Quindi riaprire, il prima possibile, rifiutando la logica dell’allungamento della lista con i famigerati codici Ateco, quelli che identificano le attività e che danno volto al punto di caduta scelto dal governo per puntellare il perimetro delle aperture ammesse durante il lockdown. Il taglio deve essere netto, non nel senso di un spalancate le porte, ma di un disegno compiuto, organico, che abbraccia tutte le attività, che non faccia discriminazioni tra una fabbrica che produce divani e una che costruisce ruote per le macchine agricole. È questo il primo punto che cozza con la visione del governo. Perché anche l’esecutivo parla di fase due, di ripartenza, ma né palazzo Chigi, né il comitato tecnico-scientifico, né la task force guidata da Colao, hanno messo sul tavolo uno straccio di strategia, un documento che dica, con chiarezza, il come, il dove e il quando della fine della serrata. Tutto confuso e sbagliato secondo Bonomi. Eccola la bordata al governo: “Vanno benissimo i comitati degli esperti, ma la loro proliferazione dà il senso che la politica non a capito, non sa dove andare”. Ancora: “Abbiamo un comitato a settimana senza poteri, senza capire dove si vuole andare”. 

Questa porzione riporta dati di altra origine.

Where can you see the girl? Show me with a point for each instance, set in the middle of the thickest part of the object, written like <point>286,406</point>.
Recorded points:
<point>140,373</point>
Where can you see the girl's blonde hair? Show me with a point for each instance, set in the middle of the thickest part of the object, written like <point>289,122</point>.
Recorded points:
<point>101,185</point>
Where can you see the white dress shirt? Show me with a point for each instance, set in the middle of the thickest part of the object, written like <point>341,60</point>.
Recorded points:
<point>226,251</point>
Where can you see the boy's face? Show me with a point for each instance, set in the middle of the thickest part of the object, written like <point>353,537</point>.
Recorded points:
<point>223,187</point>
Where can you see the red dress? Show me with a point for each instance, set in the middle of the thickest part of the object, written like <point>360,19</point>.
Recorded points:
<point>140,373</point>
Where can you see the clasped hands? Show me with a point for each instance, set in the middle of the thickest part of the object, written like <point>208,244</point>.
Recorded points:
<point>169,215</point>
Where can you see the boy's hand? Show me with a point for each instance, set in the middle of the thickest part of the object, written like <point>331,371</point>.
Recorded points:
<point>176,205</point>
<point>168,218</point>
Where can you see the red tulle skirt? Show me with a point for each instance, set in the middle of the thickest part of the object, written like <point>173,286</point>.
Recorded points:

Ma il posizionamento che Bonomi indica per la nuova Confindustria, e che allo stesso tempo diverge dalla direzione del governo, non è solo una questione di ampiezza della riapertura. Il punto è il come. E non è un caso se viene indicato come il “secondo obiettivo”. Bisogna riaprire garantendo la massima sicurezza ai lavoratori dentro le fabbriche perché, spiega, “una seconda ondata di contagio ci porterebbe a nuove chiusure drammatiche e devastanti per noi”. Il come di Bonomi è la fabbrica come posto sicuro, mascherine, app, tecnologie, distanziamento sociale. I modelli già ci sono e sono Fca e Marelli, che hanno riaperto e con tanto di accordo con i sindacati. Già, i sindacati. Accusati da Bonomi di ingiuriare le imprese. Fautori di un “pregiudizio anti-industriale” che sta montando nel Paese. Anche questo punto va affrontato subito perché o si gioca nello stesso campo oppure è arrivato il momento di dividere definitivamente le proprie vie. 

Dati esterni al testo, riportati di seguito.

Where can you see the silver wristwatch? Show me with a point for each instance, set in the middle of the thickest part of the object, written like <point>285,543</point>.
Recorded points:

Quello che Bonomi tenta di fare è anche stoppare fin dall’inizio la narrazione degli imprenditori cattivi e spietati, che antepongono il fatturato alla salute dei lavoratori. Deve farlo perché questa è la grande accusa che viene rivolta a chi vuole riaprire subito. Sono gli imprenditori di Lombardia, Piemonte, Veneto e Emilia-Romagna. Quelli che macinano il 45% del Pil nazionale. Quelli che una settimana fa hanno lanciato un arrembaggio al governo, scavalcando la più cauta linea romana del presidente uscente Vincenzo Boccia. Bonomi difende le ragioni di chi si è rilevato determinante per la sua affermazione. Il Nord è il suo territorio, Milano è la sua bussola. Ma la difesa si ferma prima della condivisione della modalità della strategia. Il documento con cui si sono fatte avanti le territoriali delle quattro Regioni non è piaciuto a Bonomi per i toni scelti. Bene il punto in cui si ricorda al governo che la Germania va avanti e le aziende italiane rischiano di ritrovarsi senza mercato, ma non i modi. Non è questa la modalità che porterà al tavolo con il governo, fino al 20 maggio - data della ratifica della sua nomina - di fatto da uomo ombra di Boccia. 
E la linea non sarà tantomeno quella indicata da Attilio Fontana, il governatore della Lombardia che spinto da Matteo Salvini vuole riaprire tutto e subito. Chi ha avuto modo di sondare gli umori di Bonomi spiega che la fuga in avanti ha “un orizzonte politicista non condivisibile”. Perché è letto come un tentativo della Lega di smarcarsi dal disagio del caso Lombardia, quello dell’esplosione dell’emergenza sanitaria e delle inchieste sulle Rsa. Bonomi non cavalcherà questa linea, non vede di buon occhio la diatriba tra il governo e la Lombardia perché non porta a nulla. Non porta nulla alle imprese, che secondo quanto riporta la base guardano con maggior favore a Luca Zaia, il governatore del Veneto preso come punto di riferimento. La terza via di Bonomi, tuttavia, è qualcosa che esula dal colore politico. Almeno per ora. Nei prossimi giorni, quando si arriverà al dunque, bisognerà prendere posizione su un dato di realismo: se si vuole giocare la partita, allora bisogna confrontarsi con il governo, con Fontana e con Salvini. Con la politica. Anche con il mal di pancia.